A standardised protocol (patterned after (19)) was carried out whereby muscle groups were imaged transversely at measured points: deltoids at ¼ distance from acromion to antecubital crease, biceps at 2/3 distance from acromion to antecubital crease, FCR at 1/3 of distance from antecubital crease to distal radius, FDP at 5cm from edge of olecranon (as described in (9)), rectus femoris at ½ distance from anterior superior iliac spine to upper pole of patella, tibialis anterior at 1/3 distance from lower border of patella to the lateral malleolus, and the gastrocnemius at 1/3 of the distance from popliteal fossa to medial malleolus. Patients were examined in a supine position with the muscles relaxed.
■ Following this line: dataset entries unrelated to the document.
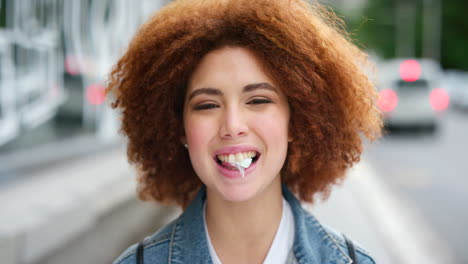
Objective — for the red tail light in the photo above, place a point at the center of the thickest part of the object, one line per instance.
(95, 94)
(388, 100)
(439, 99)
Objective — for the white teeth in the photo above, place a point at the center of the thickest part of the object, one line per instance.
(237, 157)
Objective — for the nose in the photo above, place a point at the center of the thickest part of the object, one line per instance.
(233, 124)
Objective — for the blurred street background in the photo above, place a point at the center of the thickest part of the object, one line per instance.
(67, 194)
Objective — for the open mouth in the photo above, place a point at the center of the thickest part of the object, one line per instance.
(229, 161)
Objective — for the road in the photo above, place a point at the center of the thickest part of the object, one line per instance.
(431, 172)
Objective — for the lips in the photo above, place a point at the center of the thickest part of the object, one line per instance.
(225, 158)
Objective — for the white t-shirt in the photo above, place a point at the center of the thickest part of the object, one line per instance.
(282, 243)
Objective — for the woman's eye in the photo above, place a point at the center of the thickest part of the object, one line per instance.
(259, 101)
(205, 106)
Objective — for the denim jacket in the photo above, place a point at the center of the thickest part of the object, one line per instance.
(184, 240)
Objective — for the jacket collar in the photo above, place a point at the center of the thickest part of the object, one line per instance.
(312, 243)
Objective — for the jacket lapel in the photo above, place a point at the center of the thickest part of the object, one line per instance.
(188, 241)
(312, 243)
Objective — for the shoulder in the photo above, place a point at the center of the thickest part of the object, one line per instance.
(156, 246)
(363, 256)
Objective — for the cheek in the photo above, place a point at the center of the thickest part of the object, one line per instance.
(198, 133)
(274, 128)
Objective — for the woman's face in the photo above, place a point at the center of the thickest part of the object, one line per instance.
(234, 112)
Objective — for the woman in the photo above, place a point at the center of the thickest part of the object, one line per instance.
(233, 109)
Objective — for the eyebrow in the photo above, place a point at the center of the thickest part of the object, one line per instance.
(247, 88)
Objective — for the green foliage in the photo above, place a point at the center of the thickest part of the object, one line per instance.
(375, 29)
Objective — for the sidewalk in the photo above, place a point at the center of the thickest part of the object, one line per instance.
(365, 209)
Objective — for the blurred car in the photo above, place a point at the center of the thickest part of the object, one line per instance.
(409, 93)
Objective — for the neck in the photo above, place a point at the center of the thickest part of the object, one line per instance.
(241, 231)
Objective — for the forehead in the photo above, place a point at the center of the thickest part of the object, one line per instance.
(229, 66)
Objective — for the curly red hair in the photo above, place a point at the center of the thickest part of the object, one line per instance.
(303, 46)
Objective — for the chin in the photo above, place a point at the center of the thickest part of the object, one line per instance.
(237, 194)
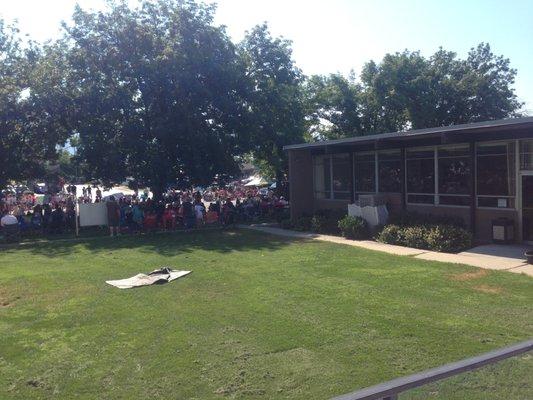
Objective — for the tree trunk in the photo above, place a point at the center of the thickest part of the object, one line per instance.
(157, 192)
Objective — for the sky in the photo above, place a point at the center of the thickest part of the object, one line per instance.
(332, 36)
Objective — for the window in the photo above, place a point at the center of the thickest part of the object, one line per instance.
(495, 175)
(420, 175)
(332, 177)
(389, 170)
(365, 172)
(526, 154)
(454, 175)
(342, 176)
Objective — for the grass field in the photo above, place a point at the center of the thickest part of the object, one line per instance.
(260, 317)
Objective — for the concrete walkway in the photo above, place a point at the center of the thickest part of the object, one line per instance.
(498, 257)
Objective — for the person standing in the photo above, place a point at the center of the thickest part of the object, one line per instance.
(113, 215)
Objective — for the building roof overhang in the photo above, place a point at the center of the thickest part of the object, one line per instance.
(486, 130)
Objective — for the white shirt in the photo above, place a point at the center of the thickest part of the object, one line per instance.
(8, 219)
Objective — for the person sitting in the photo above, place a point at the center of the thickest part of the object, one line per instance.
(57, 220)
(199, 211)
(8, 219)
(113, 215)
(169, 217)
(189, 218)
(137, 214)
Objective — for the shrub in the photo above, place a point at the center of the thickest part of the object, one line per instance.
(303, 223)
(391, 234)
(448, 238)
(317, 223)
(354, 228)
(286, 224)
(415, 236)
(411, 218)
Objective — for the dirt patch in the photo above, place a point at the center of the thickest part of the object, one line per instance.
(488, 289)
(470, 276)
(7, 302)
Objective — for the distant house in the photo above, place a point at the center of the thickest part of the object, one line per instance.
(478, 172)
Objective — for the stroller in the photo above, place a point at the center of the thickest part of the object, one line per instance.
(11, 233)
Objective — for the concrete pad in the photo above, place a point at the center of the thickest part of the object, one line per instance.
(496, 257)
(475, 260)
(515, 251)
(366, 244)
(524, 269)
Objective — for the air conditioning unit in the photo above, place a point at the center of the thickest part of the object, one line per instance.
(372, 208)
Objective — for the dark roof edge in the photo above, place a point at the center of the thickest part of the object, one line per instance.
(415, 132)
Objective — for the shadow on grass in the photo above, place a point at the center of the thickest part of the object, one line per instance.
(167, 244)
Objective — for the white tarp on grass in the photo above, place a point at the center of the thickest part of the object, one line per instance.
(158, 276)
(93, 214)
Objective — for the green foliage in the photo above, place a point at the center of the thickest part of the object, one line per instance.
(282, 310)
(449, 238)
(160, 93)
(354, 228)
(303, 223)
(286, 224)
(439, 237)
(409, 218)
(274, 97)
(408, 91)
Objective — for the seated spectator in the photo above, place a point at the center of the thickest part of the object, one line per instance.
(189, 218)
(113, 215)
(8, 219)
(57, 219)
(169, 217)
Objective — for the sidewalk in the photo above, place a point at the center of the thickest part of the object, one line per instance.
(497, 257)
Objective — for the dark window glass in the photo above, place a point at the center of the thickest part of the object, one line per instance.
(389, 169)
(365, 173)
(454, 200)
(342, 176)
(495, 170)
(322, 177)
(495, 202)
(454, 171)
(421, 198)
(420, 171)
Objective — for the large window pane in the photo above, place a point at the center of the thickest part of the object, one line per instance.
(495, 170)
(389, 170)
(322, 177)
(454, 171)
(365, 172)
(342, 176)
(420, 171)
(526, 154)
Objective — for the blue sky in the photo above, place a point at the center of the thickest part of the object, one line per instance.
(340, 35)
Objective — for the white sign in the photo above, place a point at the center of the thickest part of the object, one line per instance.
(93, 214)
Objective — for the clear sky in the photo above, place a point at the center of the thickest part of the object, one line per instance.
(340, 35)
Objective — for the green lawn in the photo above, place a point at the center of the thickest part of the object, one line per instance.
(260, 317)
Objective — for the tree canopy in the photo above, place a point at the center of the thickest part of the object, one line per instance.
(160, 93)
(408, 91)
Measurement of echointensity

Quantitative muscle ultrasound was employed for echointensity analysis and performed on saved images. The ITK-SNAP software (20) (Kitware, Clifton Park, NY, USA) was used to manually delineate (segment) desired muscles. Segmented regions were used to compute muscle echointensities through MATLAB (Mathworks, Natick, MA) software. As there were three images for each muscle with corresponding echointensities, these values were averaged to produce a single value of muscle echointensity for each muscle.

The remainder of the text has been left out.